The UK economy should continue to maintain decent growth of just over 2% this year, down from an estimated 2.2% in 2015 and 2.9% in 2014. Growth in consumer spending is expected to remain supportive, but will likely ease in the second half of the year as real income gains slow on the back of gradually rising inflation. Meanwhile, despite the smoother path of deficit reduction in the Autumn Statement, fiscal tightening will also remain a drag on growth, which will be exacerbated by prospects of higher interest rates and the EU referendum.
The timing of the first Bank of England (BoE) rate hike has been pushed back persistently in recent years. The proximity of headline inflation to zero has been the biggest obstruction, but so too has the lack of wage inflation. Both should become more favourable over the coming year, helping to pave the way towards the first BoE rate hike and a gradual pace of monetary tightening thereafter.
"We believe that the first hike will arrive in the second quarter of 2016 - sooner than the markets' current assumption of end-2016/early 2017", notes Scotiabank.

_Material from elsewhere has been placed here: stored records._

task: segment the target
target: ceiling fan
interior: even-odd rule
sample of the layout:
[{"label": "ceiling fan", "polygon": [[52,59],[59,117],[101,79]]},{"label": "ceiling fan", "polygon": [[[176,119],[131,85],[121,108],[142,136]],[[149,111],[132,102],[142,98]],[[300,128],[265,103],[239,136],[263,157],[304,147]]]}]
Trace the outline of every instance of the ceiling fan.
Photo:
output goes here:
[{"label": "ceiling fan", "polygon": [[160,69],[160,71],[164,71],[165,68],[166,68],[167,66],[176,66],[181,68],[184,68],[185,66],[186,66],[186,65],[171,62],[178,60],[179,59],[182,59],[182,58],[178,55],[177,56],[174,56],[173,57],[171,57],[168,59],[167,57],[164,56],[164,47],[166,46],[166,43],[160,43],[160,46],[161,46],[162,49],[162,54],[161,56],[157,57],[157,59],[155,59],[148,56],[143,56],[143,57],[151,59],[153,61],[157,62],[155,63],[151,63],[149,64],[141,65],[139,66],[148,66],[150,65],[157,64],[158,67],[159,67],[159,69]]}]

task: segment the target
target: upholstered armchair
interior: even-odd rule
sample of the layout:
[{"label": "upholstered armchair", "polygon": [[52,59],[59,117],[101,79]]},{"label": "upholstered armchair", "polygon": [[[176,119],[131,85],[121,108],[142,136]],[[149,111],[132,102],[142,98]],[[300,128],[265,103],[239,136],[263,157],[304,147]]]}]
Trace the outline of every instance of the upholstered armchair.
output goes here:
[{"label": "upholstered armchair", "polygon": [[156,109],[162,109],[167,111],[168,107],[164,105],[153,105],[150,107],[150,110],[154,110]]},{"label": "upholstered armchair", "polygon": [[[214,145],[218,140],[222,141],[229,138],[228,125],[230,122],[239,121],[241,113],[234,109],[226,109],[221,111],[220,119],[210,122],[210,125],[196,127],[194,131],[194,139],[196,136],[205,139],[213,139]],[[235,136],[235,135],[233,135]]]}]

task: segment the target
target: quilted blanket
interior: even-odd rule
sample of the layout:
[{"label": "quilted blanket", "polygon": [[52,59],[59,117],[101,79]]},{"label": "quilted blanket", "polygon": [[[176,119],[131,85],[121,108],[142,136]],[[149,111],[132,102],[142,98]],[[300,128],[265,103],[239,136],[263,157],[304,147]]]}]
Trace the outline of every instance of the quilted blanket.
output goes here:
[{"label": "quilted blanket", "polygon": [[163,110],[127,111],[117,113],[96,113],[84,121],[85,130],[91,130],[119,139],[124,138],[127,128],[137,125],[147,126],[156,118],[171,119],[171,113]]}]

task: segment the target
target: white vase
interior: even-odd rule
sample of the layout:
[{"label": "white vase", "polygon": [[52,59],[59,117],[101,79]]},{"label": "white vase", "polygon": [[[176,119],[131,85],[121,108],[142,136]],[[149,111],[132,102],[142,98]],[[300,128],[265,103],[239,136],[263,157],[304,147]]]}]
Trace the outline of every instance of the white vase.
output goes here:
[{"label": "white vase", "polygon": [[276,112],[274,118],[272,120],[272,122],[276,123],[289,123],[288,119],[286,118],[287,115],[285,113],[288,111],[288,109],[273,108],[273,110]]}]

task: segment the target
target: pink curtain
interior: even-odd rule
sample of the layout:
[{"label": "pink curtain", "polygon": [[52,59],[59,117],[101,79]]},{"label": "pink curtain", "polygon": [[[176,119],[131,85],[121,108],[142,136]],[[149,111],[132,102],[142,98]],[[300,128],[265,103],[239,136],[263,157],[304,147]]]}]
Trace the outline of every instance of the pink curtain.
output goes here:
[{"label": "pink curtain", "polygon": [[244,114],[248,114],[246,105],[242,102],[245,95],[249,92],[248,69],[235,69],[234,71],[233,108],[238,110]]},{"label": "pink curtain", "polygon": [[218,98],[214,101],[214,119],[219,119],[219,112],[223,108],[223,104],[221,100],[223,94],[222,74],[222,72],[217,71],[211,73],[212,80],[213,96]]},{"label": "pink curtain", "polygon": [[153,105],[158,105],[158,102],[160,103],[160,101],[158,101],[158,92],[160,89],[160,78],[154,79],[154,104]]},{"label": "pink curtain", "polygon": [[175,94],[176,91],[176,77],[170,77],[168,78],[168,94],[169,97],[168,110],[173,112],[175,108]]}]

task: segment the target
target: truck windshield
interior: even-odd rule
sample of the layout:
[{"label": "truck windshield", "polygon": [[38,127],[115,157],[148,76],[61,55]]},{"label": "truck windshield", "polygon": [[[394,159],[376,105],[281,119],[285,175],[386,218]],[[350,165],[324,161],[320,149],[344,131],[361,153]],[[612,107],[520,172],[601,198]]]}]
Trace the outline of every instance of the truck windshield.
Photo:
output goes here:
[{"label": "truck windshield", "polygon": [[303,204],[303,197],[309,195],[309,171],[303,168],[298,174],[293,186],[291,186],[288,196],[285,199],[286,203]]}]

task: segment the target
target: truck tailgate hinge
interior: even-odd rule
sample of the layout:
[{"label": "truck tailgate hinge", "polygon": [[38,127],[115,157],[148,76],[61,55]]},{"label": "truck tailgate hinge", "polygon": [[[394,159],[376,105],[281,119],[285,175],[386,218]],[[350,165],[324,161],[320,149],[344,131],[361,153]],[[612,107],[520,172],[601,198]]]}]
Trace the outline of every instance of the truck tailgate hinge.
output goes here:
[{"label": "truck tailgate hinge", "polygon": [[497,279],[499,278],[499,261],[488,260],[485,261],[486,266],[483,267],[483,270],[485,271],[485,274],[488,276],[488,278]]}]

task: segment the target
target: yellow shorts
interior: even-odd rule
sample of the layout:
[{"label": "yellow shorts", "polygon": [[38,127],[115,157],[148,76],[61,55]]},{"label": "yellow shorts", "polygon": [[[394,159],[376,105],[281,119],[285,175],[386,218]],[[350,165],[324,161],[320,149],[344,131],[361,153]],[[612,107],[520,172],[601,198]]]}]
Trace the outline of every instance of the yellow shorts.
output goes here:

The UK's in-out referendum on its EU membership will likely generate significant uncertainty and weigh on business sentiment and investment in the run-up to the likely summer vote. Prime Minister David Cameron has voiced optimism that a deal could be secured by the end of February, which could lead to a vote as early as June. The main sticking point remains Cameron's determination to prevent citizens of other EU countries from accessing social benefits for four years.